Since the beginning of 2018, a well-known phenomenon in crisis period is observed on the market: the widening of the BOR-OIS spread. However, the reason is pretty different this time.
Libor? OIS? Short reminder.
LIBOR, London Interbank Offer Rate is defined as: “The rate at which an individual Contributor Panel bank could borrow funds, were it to do so by asking for and then accepting inter-bank offers in reasonable market size, just prior to 11.00 London time.”
It is then a series of unsecured interest rates available for a few currencies and tenors. It is determined every day by asking a set of large banks at which rate they would be charged to borrow funds from another bank. LIBOR rates are widely used as a benchmark for loans and derivatives.
It’s very important to notice that this is a set of rates computed on a poll, not on realized transactions. LIBOR has been subject to manipulation, leading to many investigation and scandals, and is to be replaced gradually with a new rate named SOFR.

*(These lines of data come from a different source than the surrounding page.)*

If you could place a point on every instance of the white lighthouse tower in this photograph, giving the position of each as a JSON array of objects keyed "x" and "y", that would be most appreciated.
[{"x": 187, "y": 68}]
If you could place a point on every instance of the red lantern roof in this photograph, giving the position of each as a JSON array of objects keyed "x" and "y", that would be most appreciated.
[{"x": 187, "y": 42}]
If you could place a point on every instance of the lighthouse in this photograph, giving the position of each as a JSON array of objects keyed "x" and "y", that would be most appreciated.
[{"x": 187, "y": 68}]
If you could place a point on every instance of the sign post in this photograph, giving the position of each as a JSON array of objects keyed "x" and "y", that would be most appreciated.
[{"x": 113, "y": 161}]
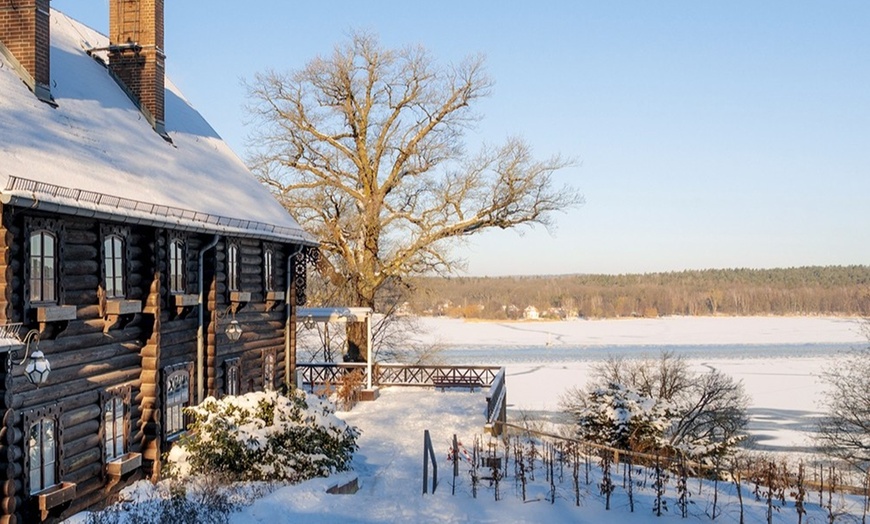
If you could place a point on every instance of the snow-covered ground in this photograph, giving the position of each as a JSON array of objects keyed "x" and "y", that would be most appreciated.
[
  {"x": 389, "y": 465},
  {"x": 544, "y": 359}
]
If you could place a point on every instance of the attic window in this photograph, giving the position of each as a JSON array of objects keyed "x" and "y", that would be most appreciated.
[
  {"x": 43, "y": 266},
  {"x": 268, "y": 370},
  {"x": 269, "y": 270},
  {"x": 113, "y": 264},
  {"x": 233, "y": 267}
]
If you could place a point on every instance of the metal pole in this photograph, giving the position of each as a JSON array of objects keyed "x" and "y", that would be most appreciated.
[{"x": 369, "y": 350}]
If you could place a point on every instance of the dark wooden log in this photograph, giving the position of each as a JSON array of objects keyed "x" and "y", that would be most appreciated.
[
  {"x": 74, "y": 417},
  {"x": 74, "y": 252},
  {"x": 82, "y": 438},
  {"x": 80, "y": 236},
  {"x": 8, "y": 505},
  {"x": 97, "y": 359},
  {"x": 68, "y": 385},
  {"x": 90, "y": 490}
]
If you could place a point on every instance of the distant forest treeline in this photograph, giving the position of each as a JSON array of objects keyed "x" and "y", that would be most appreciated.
[{"x": 832, "y": 290}]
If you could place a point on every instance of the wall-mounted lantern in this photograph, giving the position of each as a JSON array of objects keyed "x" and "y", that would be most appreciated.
[
  {"x": 233, "y": 330},
  {"x": 38, "y": 367}
]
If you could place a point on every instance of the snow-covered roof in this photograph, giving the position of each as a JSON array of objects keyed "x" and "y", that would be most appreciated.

An Overnight Indexed Swap is an interest rate swap where the floating leg pays the capitalization on an unsecured overnight reference rate such as EONIA in €, SONIA in £, the Fed Funds Rate in $ and so on.

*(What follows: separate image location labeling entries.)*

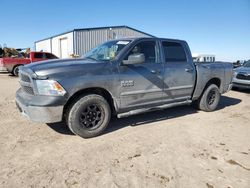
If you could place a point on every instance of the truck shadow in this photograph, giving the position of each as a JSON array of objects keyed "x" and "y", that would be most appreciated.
[{"x": 149, "y": 117}]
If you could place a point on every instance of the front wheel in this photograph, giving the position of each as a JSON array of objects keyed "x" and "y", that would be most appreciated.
[
  {"x": 210, "y": 98},
  {"x": 15, "y": 70},
  {"x": 89, "y": 116}
]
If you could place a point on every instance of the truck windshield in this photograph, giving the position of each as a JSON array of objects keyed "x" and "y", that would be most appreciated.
[
  {"x": 247, "y": 64},
  {"x": 107, "y": 51}
]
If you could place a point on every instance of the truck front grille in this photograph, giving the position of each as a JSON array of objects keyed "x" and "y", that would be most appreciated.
[
  {"x": 243, "y": 76},
  {"x": 25, "y": 78}
]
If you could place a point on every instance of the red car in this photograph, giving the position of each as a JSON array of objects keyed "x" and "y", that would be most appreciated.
[{"x": 11, "y": 64}]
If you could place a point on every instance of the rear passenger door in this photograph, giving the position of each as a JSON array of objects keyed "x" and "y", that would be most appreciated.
[{"x": 179, "y": 72}]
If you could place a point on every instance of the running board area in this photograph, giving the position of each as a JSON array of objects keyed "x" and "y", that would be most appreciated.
[{"x": 142, "y": 110}]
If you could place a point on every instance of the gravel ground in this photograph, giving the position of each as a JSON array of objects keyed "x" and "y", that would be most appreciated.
[{"x": 178, "y": 147}]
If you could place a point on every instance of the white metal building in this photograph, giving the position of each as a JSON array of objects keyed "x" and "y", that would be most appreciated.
[
  {"x": 203, "y": 58},
  {"x": 79, "y": 41}
]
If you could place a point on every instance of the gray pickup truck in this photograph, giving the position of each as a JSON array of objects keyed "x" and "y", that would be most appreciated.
[{"x": 120, "y": 77}]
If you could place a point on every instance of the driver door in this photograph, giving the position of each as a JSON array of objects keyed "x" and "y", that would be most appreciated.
[{"x": 141, "y": 85}]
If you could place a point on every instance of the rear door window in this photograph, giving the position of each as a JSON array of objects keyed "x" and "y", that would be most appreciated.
[
  {"x": 50, "y": 56},
  {"x": 174, "y": 52}
]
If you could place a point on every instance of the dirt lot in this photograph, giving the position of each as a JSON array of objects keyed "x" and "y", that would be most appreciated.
[{"x": 178, "y": 147}]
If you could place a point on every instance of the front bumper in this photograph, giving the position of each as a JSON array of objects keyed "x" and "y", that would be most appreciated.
[
  {"x": 43, "y": 114},
  {"x": 2, "y": 68},
  {"x": 244, "y": 84}
]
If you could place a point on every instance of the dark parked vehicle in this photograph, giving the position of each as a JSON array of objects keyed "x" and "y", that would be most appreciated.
[
  {"x": 120, "y": 77},
  {"x": 241, "y": 77}
]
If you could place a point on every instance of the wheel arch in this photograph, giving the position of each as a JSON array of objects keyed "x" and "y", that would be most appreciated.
[{"x": 94, "y": 90}]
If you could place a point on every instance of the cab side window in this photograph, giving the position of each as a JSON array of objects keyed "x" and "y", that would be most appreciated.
[
  {"x": 148, "y": 48},
  {"x": 174, "y": 52}
]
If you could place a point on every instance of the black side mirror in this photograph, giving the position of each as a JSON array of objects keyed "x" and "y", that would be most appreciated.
[{"x": 134, "y": 59}]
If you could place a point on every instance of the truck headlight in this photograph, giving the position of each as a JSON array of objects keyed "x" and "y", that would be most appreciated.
[{"x": 49, "y": 87}]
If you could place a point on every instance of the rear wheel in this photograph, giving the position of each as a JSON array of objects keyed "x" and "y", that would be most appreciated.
[
  {"x": 210, "y": 98},
  {"x": 89, "y": 116}
]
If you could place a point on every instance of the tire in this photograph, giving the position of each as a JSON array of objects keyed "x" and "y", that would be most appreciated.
[
  {"x": 89, "y": 116},
  {"x": 15, "y": 70},
  {"x": 210, "y": 98}
]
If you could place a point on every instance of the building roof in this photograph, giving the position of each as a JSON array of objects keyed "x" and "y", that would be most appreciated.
[{"x": 95, "y": 28}]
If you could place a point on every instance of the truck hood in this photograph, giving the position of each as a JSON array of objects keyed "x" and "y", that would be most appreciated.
[
  {"x": 65, "y": 67},
  {"x": 242, "y": 69}
]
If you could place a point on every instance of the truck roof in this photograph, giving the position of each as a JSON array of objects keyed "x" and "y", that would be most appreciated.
[{"x": 140, "y": 38}]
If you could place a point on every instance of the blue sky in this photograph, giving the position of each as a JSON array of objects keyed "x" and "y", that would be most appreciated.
[{"x": 220, "y": 27}]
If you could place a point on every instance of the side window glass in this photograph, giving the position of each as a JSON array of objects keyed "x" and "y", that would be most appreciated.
[
  {"x": 38, "y": 55},
  {"x": 147, "y": 48},
  {"x": 174, "y": 52}
]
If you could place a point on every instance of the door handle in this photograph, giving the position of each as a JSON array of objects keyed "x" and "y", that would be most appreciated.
[
  {"x": 206, "y": 67},
  {"x": 155, "y": 71},
  {"x": 189, "y": 69}
]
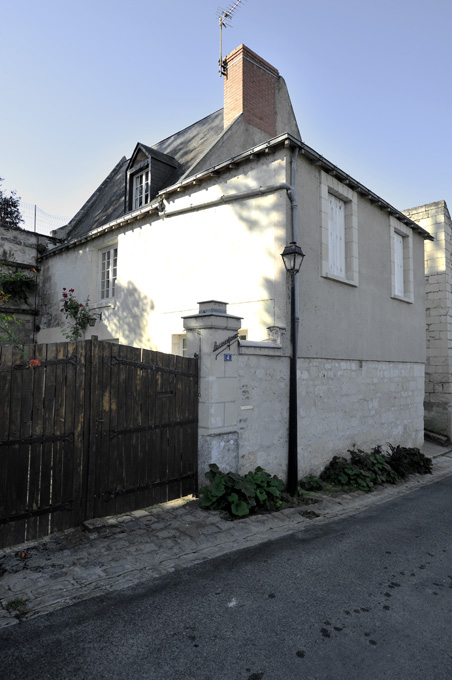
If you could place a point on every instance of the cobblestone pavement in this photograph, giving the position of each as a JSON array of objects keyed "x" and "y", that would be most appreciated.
[{"x": 117, "y": 552}]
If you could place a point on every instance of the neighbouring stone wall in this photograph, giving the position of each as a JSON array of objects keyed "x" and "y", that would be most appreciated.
[
  {"x": 340, "y": 403},
  {"x": 263, "y": 412},
  {"x": 436, "y": 219},
  {"x": 19, "y": 250}
]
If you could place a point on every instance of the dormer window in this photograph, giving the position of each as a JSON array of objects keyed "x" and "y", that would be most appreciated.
[
  {"x": 141, "y": 189},
  {"x": 148, "y": 171}
]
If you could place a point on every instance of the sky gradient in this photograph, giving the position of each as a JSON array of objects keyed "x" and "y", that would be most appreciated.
[{"x": 84, "y": 81}]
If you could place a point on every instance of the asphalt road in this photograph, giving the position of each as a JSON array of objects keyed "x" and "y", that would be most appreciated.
[{"x": 365, "y": 598}]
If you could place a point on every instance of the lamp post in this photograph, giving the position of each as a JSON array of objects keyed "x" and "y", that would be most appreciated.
[{"x": 293, "y": 257}]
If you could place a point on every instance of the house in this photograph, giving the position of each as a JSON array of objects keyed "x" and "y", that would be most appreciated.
[
  {"x": 205, "y": 215},
  {"x": 436, "y": 219}
]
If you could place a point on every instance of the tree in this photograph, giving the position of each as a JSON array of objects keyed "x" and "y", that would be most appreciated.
[{"x": 10, "y": 215}]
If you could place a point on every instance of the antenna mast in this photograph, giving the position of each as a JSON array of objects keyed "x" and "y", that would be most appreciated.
[{"x": 225, "y": 15}]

EONIA, for example, is determined by a weighted average of all the overnight unsecured lending transactions on the interbank market during a day by a set of large banks. Although it has a small and decreasing volume, it is computed on effective transactions, making it more reliable.
OIS rates are then the fixed rates for different maturities of OIS (see example below).
US Libor-OIS spread is widening?
Yes, it is. Actually, it even reached over 60 bps recently, see 5Y-historic chart below:
What does it tell us?
The BOR-OIS spread is usually seen as a health indicator of the credit market. It indicates the banks’ perception of the creditworthiness of other financial institutions and the general availability of funds for lending purposes (liquidity). A narrow OIS spread over LIBOR indicates a well-functioning market.
Below is the 2Y historic of the 5Y USD CDS levels for a few US banks, there is absolutely no distress signal here.
Therefore, it tells us that something is happening, but we shouldn’t worry this time.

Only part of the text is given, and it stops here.